As an example, I’m coding in the Qt GUI system using PySide 6. This is a powerful framework. It gives me a graphical user interface that just works.

I asked Grok for a starting point that did certain things. It gave me a single file result. It did what it thought I asked it to do. That starting point saved me hours. My UI looked like what I wanted from the start.

Then the problems started. The ISO date format is very specific. YYYY-MM-DDThh:mm:ss+0.0 is an example. Notice the timezone is specified in that date, the +0.0 (which could be shown as ‘Z’). When Grok proposed its first version, it just stripped the time and timezone from the time date timezone string and said “That’s good enough”.

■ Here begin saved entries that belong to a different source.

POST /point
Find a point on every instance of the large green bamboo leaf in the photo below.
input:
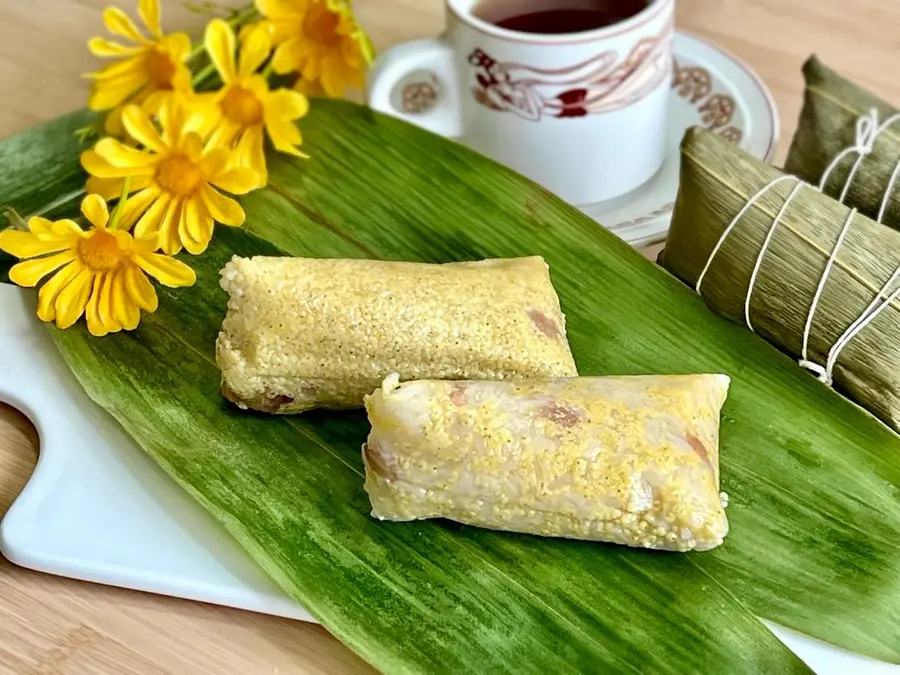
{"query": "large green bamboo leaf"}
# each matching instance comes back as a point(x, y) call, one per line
point(812, 478)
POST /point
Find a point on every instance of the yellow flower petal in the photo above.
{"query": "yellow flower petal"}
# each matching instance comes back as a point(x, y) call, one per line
point(286, 104)
point(105, 305)
point(138, 125)
point(284, 61)
point(149, 11)
point(102, 48)
point(113, 123)
point(236, 181)
point(192, 146)
point(136, 205)
point(222, 209)
point(249, 153)
point(214, 161)
point(220, 44)
point(118, 155)
point(28, 244)
point(96, 326)
point(122, 309)
point(119, 23)
point(331, 79)
point(169, 241)
point(281, 8)
point(196, 226)
point(149, 222)
point(49, 291)
point(62, 231)
point(254, 51)
point(27, 274)
point(72, 300)
point(139, 288)
point(224, 135)
point(95, 210)
point(166, 270)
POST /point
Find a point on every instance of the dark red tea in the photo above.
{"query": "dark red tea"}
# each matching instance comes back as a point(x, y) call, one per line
point(546, 17)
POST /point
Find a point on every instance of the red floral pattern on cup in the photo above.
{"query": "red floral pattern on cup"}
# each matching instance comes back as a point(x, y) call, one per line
point(602, 84)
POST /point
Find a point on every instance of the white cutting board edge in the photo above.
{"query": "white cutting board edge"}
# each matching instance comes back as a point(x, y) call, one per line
point(98, 509)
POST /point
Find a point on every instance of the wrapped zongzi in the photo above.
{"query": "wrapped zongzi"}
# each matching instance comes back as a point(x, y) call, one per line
point(303, 333)
point(629, 460)
point(808, 274)
point(856, 135)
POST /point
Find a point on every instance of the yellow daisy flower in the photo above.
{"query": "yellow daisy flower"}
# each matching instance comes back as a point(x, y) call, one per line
point(246, 107)
point(145, 72)
point(174, 176)
point(100, 273)
point(321, 40)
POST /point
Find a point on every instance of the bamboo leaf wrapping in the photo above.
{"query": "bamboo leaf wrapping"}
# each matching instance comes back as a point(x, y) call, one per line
point(831, 107)
point(791, 269)
point(812, 478)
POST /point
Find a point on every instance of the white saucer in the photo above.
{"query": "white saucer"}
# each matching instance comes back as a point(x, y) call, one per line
point(712, 89)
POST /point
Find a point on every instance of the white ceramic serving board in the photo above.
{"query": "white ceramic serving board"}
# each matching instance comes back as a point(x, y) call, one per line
point(98, 509)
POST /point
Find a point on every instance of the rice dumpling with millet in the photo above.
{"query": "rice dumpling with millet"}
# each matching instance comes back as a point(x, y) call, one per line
point(303, 333)
point(628, 460)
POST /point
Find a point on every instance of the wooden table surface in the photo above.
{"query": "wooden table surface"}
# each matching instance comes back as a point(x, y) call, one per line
point(50, 625)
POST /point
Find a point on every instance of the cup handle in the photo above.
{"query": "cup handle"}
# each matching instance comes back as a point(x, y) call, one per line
point(433, 105)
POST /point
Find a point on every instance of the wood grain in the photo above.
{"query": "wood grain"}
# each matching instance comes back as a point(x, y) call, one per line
point(50, 625)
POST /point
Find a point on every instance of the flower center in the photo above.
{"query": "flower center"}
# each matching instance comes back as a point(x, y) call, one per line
point(178, 175)
point(242, 107)
point(100, 252)
point(160, 69)
point(321, 25)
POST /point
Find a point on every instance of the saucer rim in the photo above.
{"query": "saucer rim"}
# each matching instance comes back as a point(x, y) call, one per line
point(655, 237)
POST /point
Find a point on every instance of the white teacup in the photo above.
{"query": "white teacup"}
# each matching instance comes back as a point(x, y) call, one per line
point(583, 114)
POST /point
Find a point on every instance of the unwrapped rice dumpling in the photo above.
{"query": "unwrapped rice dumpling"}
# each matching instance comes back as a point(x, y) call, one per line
point(819, 281)
point(629, 460)
point(302, 333)
point(833, 119)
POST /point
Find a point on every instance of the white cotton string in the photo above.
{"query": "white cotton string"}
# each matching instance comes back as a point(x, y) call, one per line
point(867, 132)
point(824, 374)
point(765, 247)
point(734, 222)
point(888, 192)
point(867, 317)
point(866, 128)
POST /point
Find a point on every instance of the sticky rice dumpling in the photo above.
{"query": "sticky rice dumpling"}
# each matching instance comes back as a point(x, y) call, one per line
point(835, 116)
point(302, 333)
point(628, 460)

It wasn’t. I had to drive it to do it right.

The answer comes down to: this thing programs like a lazy student who waited until 2 hours before the due date to start coding.

You have to stay on top of it every step of the way.

And unlike a human, it will happily give you working code with tech debt and never tell you. Or blindly do it “the simple way” just because it doesn’t think about “doing it right”.

I’m always going back to Galaxy Quest, “I have one job on this ship, and it’s stupid, but I’m going to do it.” It sounded like a crazy thing, to have a crewman whose only job was to talk to a computer that understood and spoke English.

I have lots of jobs, some of them stupid, but I’m talking to this damn computer because you can’t trust its output, and too many don’t understand.